Twilight Wheels Review

A while ago, I published a review concerning the first version of Daybreak wheels. Those have, of course, undergone a second revision, and have also sold well – to the point they’re out of stock. Enter a different variant from Drac, of all people, with Twilight wheels. Do they perform just as well? Testing points to yes.

Dart Envelopment

As illustrated in the aforementioned review, the goal of these types of wheels is a more efficient energy transfer than simply smashing darts together while spitting them out. As such, the wheels are physically closer, but have a concave profile to “hug” the dart being fired. It’s a balancing act between raw performance, fitting within the usual parameters of a Nerf-type flywheel cage setup, and not ripping off dart heads – and it’s one they do quite well. Even so, when they run out, Kuryaka has to wait on another order to be made, checked, and shipped from overseas.
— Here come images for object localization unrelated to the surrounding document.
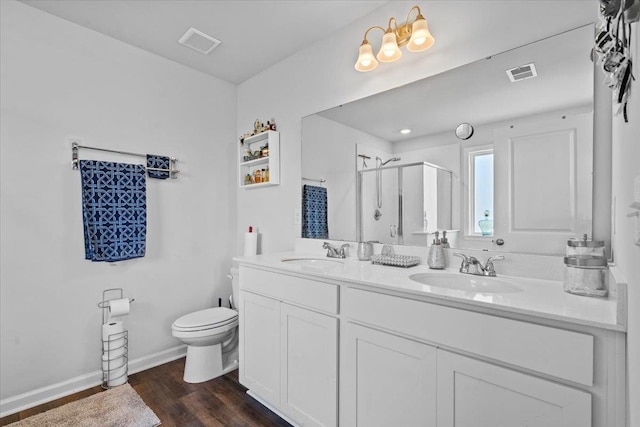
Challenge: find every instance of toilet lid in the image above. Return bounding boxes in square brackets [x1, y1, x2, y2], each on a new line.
[173, 307, 238, 331]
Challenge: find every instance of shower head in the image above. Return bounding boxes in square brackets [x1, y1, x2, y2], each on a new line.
[381, 157, 401, 166]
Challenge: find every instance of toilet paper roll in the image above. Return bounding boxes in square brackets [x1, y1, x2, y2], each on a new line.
[102, 321, 125, 354]
[102, 343, 125, 359]
[108, 298, 130, 318]
[244, 231, 258, 256]
[106, 365, 128, 387]
[102, 321, 124, 340]
[102, 355, 126, 371]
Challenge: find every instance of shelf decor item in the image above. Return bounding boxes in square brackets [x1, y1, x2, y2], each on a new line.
[239, 118, 276, 143]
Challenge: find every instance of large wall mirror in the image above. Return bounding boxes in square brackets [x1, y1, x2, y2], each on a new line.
[302, 25, 598, 255]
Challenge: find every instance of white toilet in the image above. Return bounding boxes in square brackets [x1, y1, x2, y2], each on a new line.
[171, 268, 240, 383]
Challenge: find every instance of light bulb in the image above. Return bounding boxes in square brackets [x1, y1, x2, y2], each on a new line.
[377, 30, 402, 63]
[355, 40, 378, 72]
[407, 14, 435, 52]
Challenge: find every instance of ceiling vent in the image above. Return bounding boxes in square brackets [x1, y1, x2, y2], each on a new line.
[506, 63, 538, 82]
[178, 27, 221, 55]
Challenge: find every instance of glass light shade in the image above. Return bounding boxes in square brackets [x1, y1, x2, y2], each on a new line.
[407, 15, 435, 52]
[355, 41, 378, 72]
[376, 30, 402, 62]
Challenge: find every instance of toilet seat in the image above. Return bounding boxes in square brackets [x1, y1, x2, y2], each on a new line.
[172, 307, 238, 333]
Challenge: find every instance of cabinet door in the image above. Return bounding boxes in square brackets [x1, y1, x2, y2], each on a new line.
[239, 291, 281, 406]
[280, 303, 338, 427]
[342, 322, 437, 427]
[436, 350, 591, 427]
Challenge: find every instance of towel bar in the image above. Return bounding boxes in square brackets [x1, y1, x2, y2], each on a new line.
[72, 142, 180, 179]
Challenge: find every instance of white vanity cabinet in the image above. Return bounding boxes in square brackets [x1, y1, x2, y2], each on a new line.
[239, 266, 339, 427]
[239, 291, 281, 405]
[280, 303, 338, 426]
[341, 286, 622, 427]
[341, 322, 437, 427]
[238, 259, 625, 427]
[437, 350, 591, 427]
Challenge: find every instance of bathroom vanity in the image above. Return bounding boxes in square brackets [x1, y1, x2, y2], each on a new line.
[235, 248, 626, 427]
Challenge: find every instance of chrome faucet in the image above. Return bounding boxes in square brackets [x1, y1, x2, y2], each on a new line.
[323, 242, 349, 259]
[453, 253, 504, 277]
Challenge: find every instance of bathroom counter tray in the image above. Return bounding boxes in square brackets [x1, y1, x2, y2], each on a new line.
[371, 254, 420, 268]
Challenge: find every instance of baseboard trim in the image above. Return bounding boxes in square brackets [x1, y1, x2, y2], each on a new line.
[0, 345, 186, 418]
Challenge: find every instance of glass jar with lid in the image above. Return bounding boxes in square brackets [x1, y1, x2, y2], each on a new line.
[563, 255, 608, 297]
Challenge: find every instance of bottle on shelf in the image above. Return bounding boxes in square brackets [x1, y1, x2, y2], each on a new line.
[478, 210, 494, 236]
[254, 169, 262, 183]
[264, 166, 270, 182]
[244, 174, 252, 185]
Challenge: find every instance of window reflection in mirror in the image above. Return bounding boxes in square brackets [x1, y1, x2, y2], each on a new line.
[470, 149, 494, 236]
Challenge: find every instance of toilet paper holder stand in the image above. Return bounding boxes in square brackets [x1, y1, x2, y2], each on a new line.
[98, 288, 134, 389]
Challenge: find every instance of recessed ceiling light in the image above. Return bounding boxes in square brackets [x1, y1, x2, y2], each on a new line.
[400, 128, 412, 134]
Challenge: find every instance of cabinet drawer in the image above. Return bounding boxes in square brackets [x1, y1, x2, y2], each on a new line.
[344, 287, 594, 386]
[240, 266, 339, 314]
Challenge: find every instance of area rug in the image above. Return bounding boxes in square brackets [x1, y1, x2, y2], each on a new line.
[8, 383, 161, 427]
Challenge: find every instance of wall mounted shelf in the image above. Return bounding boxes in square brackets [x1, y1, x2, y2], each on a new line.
[239, 130, 279, 189]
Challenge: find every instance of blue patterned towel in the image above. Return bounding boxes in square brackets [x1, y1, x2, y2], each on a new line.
[146, 155, 170, 179]
[302, 185, 328, 239]
[80, 160, 147, 262]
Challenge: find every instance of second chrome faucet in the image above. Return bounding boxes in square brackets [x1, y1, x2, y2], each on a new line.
[453, 253, 504, 277]
[323, 242, 350, 259]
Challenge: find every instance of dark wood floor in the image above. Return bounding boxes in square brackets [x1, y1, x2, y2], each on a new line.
[1, 358, 292, 427]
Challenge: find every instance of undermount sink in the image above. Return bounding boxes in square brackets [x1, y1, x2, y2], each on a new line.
[409, 273, 523, 294]
[280, 257, 344, 267]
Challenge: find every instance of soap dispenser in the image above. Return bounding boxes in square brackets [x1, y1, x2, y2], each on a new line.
[428, 233, 446, 269]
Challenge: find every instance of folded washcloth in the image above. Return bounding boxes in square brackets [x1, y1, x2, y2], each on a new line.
[302, 185, 329, 239]
[146, 154, 170, 179]
[79, 160, 147, 262]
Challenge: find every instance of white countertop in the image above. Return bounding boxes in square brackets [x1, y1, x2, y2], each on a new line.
[234, 251, 625, 332]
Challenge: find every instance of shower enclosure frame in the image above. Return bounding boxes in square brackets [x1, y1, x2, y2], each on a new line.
[357, 161, 454, 245]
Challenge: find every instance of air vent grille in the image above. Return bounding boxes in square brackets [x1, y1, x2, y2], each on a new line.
[506, 63, 538, 82]
[178, 27, 221, 55]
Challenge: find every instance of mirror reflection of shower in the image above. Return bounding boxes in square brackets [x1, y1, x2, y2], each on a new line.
[357, 161, 454, 246]
[375, 156, 401, 209]
[358, 154, 371, 169]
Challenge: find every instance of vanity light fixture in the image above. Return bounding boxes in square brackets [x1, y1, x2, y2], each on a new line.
[355, 5, 435, 72]
[400, 128, 412, 134]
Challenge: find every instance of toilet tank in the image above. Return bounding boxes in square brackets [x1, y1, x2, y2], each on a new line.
[230, 267, 239, 311]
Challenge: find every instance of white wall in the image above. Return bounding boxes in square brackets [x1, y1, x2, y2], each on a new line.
[610, 21, 640, 427]
[0, 0, 237, 405]
[302, 115, 391, 241]
[236, 1, 598, 255]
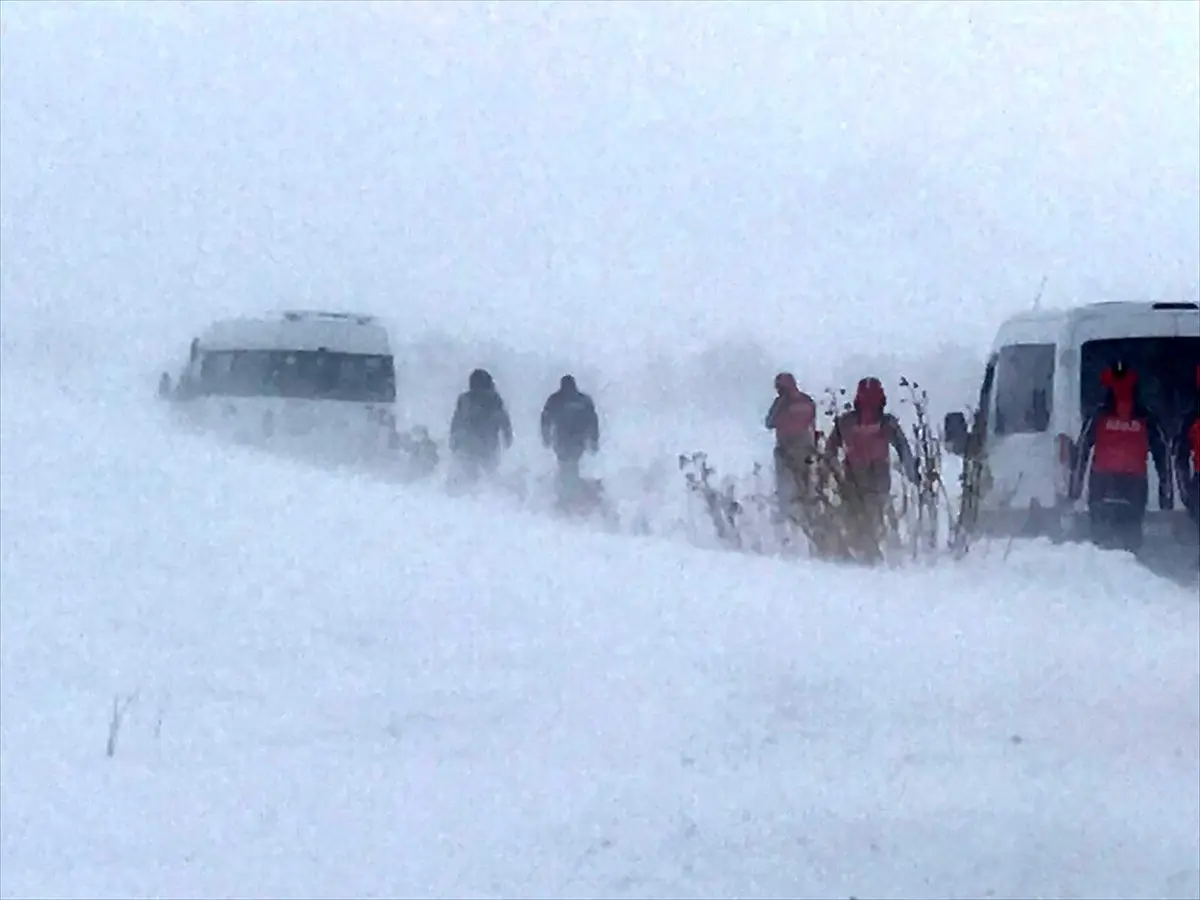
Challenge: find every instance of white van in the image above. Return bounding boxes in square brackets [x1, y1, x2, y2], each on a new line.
[164, 310, 399, 461]
[944, 299, 1200, 539]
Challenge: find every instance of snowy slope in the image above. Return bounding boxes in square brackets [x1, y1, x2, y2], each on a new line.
[2, 371, 1199, 900]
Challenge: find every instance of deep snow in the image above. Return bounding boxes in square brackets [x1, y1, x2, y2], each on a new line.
[2, 367, 1198, 900]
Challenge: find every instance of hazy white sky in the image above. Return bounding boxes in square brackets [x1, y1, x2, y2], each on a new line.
[1, 0, 1197, 373]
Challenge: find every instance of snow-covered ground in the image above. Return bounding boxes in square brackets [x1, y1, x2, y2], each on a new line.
[2, 367, 1198, 900]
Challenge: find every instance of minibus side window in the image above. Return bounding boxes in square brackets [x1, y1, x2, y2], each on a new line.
[993, 343, 1055, 435]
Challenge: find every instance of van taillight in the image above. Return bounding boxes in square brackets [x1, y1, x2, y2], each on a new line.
[1057, 433, 1075, 466]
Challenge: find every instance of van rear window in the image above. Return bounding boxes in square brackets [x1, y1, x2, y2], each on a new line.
[993, 343, 1055, 435]
[195, 350, 396, 403]
[1080, 337, 1200, 435]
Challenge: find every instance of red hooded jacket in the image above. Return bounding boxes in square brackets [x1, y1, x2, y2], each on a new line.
[765, 373, 817, 445]
[825, 378, 918, 486]
[1069, 366, 1171, 502]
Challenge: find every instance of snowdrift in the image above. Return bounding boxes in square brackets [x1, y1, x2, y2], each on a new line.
[2, 371, 1199, 899]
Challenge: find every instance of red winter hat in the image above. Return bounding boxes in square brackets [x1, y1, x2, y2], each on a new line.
[1100, 362, 1137, 389]
[855, 376, 886, 411]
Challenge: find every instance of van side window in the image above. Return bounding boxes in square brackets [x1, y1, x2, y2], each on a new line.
[192, 350, 396, 403]
[992, 343, 1055, 435]
[198, 351, 235, 394]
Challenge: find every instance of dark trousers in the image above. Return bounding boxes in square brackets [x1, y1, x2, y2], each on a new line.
[773, 443, 815, 507]
[1087, 472, 1148, 552]
[1088, 500, 1146, 552]
[452, 448, 499, 485]
[1185, 473, 1199, 526]
[553, 449, 585, 504]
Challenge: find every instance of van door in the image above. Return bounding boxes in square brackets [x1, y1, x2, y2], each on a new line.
[984, 342, 1059, 510]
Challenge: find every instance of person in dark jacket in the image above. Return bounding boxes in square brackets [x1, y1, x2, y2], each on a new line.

A few weeks ago, meanwhile, Drac introduced a limited run of Twilight wheels on his website – machined in the US but also costing slightly more. They’re made to essentially match the characteristics of Daybreaks while keeping the look of Howler wheels (the ones that came with the Nyx cage). They’re also a fun purple color (aside from occasional special versions).

For clarification, relevant parties were aware – Daybreaks weren’t a new idea (derived from the Eclipse wheel idea), and from various maker conversations, these just appear to be a different spin on Daybreaks in turn.


The main testing, for our purposes, was replicating the original test – a dual-cage Fortnite AR. The original saw good use (even with what turned out to be a slightly misaligned wheel on one stage), but finally bit the dust after a very rough day at Apoc 2019. It also averaged 193fps with a 41mm cage and all Kraken motors on 3s.

This time around, using the newly released Fortnite AR Rippley, I replicated the test…almost. Since I’ve got the 3D printer running an all cylinders, I made a 40.5mm ABS cage. So already, there’s a bit more crush involved on the darts. Everything else, though, remained the same.

Added a wall to keep battery wires away from a spinning wheel…

I did make sure to get all the wheels lined up perfectly this time, and the accuracy at range is much better as a result. More importantly, however, was the fps. With fresh wheels, fresh Adventure Force darts, and a charged battery, most shots lay between 210 and 220 fps. It’s not a perfect comparison, due to the difference in cage spacing, but it’s close enough to show there’s not a drastic difference for better or worse; performance isn’t radically different.

In a Stryfe with a single 40.5mm cage and Krakens, fresh Adventure Force darts averaged 168fps.

Final Opinion

As of this post, Twilight wheels were also out of stock. However, if and when they do reappear, they’re a solid alternative to Daybreaks for high fps blaster builds.